1929年の恵泉女学園開校にあたっては、一色(渡辺)百合、森久保寿、佐々木(のちに坂田)俊子など、津田英学塾での教え子たちが「小さき弟子の群」を組織し、募金活動を行い支援しました。河井の住居で始められた恵泉女学園は、翌年、好条件で世田谷の千歳村(当時)に校舎付きの物件がみつかり移転しました。祈りが聞き届けられたとしか思えない幸運によって資金の目処もつき、購入することができたのです。学園はその後も河井の教育理念に賛同する多くの方々の支援をいただきながら、着実に成長しました。創立10周年を機に河井は、学校に対する当初の夢が多くの友人たちの直接間接の援助によって目覚ましく実現されてきたことに対する感謝を表すために”My Lantern”を出版、世に送り出しました。
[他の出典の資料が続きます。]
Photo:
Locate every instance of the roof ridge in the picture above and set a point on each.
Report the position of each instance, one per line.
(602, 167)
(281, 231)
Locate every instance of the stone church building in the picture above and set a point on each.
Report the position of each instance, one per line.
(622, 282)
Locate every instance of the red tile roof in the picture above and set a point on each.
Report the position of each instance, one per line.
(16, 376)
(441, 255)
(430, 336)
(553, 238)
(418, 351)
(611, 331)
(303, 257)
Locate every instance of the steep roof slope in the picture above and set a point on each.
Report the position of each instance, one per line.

1941年3月には、日本キリスト教連盟によって遣米使節団が結成され、アメリカのキリスト者と平和の祈りを共に捧げるために、急遽訪米しました。メソジスト教会の監督である阿部義宗や協同組合運動を推進した賀川豊彦ら海を渡った7人のメンバーの内、河井は唯一の女性メンバーとして参加しています。また、戦後河井は、教育刷新委員会委員となり「教育基本法」の制定に関わるほか、日本の短期大学制度の発足にも尽力しています。
1952年9月、河井は検査のため東大病院に入院、その後癌研病院に移り治療を続けますが、翌1953年2月11日、容態が悪化し、集まった人々の熱い祈りと讃美歌が歌われる中、静かに息を引き取りました。
河井道の名の表記は、道、道子、ミチ等とありますが、学園としては現在「道」で統一しています。